Basically, HBO delivered a bunch of empty calories and then almost nothing on the parts of the Brown situation that actually made it dramatic. Specifically, the reality that he had frozen the bottoms of his feet in cryotherapy chamber. If anything, Brown’s children asked the toughest questions and might have provided the most interesting micro-second of filming, when in the midst of one of the children asking him about Pittsburgh Steelers quarterback Ben Roethlisberger, Brown grinned and flashed a quick look at the camera – presumably to see if “Hard Knocks” was watching.
It was mildly amusing. But it ended up being unfulfilling when the reality sunk in that “Hard Knocks” had nothing to reveal about the frostbite on Brown’s feet. It almost certainly means that the Raiders intervened in the production to keep that piece of information out. And we still might not know the nature of Brown’s foot problems right now, had it not been for Gruden’s former Tampa Bay Buccaneers draft pick – Chris Simms – revealing on ProFootballTalk what had happened in the deep freeze of a cryotherapy session. As an aside, it’s interesting that it was a guy with Gruden ties who came up with this piece of information.
Did Hue Jackson, Browns teach Jon Gruden a lesson?
What’s more disappointing now is that there was even more going on than anyone knew. And it was ultimately pushed into the spotlight thanks to Brown consistently missing practice and then having a grievance hearing with the NFL over his helmet. That triggered a string of revelations that the franchise has been dealing with this helmet lunacy for some time. A fact that wasn’t even a whisper in the first “Hard Knocks” episode.

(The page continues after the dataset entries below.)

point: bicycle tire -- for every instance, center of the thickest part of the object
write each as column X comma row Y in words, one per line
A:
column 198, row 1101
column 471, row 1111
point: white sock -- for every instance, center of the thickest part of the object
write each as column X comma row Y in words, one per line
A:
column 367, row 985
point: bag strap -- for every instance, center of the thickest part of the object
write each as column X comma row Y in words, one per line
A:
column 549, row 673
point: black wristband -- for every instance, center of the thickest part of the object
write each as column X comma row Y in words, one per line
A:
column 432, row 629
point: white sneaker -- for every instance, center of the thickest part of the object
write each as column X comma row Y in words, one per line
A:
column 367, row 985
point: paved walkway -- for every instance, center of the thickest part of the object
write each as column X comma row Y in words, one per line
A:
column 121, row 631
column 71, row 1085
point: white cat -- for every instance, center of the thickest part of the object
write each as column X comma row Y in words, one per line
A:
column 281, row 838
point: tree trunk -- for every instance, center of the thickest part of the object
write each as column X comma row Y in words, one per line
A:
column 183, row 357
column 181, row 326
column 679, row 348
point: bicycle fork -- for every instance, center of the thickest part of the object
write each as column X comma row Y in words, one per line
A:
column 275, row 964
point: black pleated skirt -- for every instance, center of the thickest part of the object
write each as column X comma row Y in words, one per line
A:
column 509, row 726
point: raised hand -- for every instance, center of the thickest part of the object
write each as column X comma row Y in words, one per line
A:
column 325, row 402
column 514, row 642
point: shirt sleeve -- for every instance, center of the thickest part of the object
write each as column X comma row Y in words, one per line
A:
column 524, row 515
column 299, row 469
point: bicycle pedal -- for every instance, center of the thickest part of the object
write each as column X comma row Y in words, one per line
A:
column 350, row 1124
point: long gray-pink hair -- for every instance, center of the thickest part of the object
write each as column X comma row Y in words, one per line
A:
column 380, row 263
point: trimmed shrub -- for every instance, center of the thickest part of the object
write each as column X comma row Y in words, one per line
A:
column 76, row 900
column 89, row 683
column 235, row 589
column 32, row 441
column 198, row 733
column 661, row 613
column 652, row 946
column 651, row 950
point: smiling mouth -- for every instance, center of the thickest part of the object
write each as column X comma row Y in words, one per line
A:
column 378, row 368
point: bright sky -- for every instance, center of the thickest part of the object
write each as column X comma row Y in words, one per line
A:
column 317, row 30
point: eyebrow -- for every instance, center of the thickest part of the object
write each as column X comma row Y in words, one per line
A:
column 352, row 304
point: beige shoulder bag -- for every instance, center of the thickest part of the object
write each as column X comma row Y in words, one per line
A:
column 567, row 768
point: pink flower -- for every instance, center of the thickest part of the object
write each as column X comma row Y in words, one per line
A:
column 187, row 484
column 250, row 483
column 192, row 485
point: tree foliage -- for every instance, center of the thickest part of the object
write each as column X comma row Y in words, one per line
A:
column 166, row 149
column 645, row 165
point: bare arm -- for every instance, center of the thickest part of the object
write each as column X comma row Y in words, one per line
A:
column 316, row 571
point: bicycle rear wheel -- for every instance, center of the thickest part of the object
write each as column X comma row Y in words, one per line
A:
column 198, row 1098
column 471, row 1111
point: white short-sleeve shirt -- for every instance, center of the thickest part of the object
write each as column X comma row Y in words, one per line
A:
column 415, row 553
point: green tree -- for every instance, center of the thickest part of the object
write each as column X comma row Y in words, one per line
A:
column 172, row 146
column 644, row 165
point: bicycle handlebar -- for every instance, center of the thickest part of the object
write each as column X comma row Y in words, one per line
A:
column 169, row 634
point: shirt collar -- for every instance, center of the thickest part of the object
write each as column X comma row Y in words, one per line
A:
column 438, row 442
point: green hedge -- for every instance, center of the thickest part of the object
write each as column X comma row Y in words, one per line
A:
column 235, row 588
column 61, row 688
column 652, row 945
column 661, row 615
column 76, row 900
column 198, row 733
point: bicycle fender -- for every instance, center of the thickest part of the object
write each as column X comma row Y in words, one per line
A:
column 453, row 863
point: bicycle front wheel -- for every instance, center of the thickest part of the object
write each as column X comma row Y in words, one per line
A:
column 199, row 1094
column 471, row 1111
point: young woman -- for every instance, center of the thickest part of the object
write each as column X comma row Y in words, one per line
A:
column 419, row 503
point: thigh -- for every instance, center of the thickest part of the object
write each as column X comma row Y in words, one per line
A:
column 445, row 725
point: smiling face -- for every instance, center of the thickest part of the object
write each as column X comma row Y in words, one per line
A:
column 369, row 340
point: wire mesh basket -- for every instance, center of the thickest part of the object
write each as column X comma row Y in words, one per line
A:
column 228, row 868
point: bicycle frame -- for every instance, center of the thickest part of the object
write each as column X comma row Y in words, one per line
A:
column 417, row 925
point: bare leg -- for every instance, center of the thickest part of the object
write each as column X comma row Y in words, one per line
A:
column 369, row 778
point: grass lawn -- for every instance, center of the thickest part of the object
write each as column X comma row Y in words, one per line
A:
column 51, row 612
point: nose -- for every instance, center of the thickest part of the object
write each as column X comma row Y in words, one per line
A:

All of this takes us back to one reality. This all should be an Oklahoma land rush for the franchise. It should be the kind of thing that can elevate “Hard Knocks” another notch above the fantastic production in Cleveland last season. But it likely won’t because of the one thing we can never forget: If the franchise involved wants this to be a “nothing to see here” propaganda machine that rings hollow on the most problematic storylines, then it will be. And in Episode 1, that’s what it was. More than we even realized.
Maybe it’s because Gruden was never going to get on board with this whole production. Or maybe it’s because he saw the mistake Browns coach Hue Jackson made last season, allowing too much reality into this reality show. Whatever the reason, there’s no denying that the first week was an NFL-inspired borefest that took all the juiciest cuts and dried them into beef jerky.
We’ll see if that changes now. There’s no way HBO and the Raiders can hide what is going on with Brown now and still insist with a straight face that this is a “behind the scenes” look at the Raiders. Anyone who has been around Gruden knows that when the Brown news lit up on Friday, the relationship between the player and coach hit a crossroads inside the franchise. It might have already been there and we just hadn’t seen it.
Now the gritty details of this whole thing are in the hands of HBO, which undoubtedly has a fight on its hands with the Raiders when it comes to showing the rest of us what the inside of a catastrophe looks like. Making a sanitized production now about this Oakland mess would be like making a movie about the Titanic and editing out the iceberg.
“Hard Knocks” got exactly what it wanted in Antonio Brown. And that might be the worst thing that could have happened.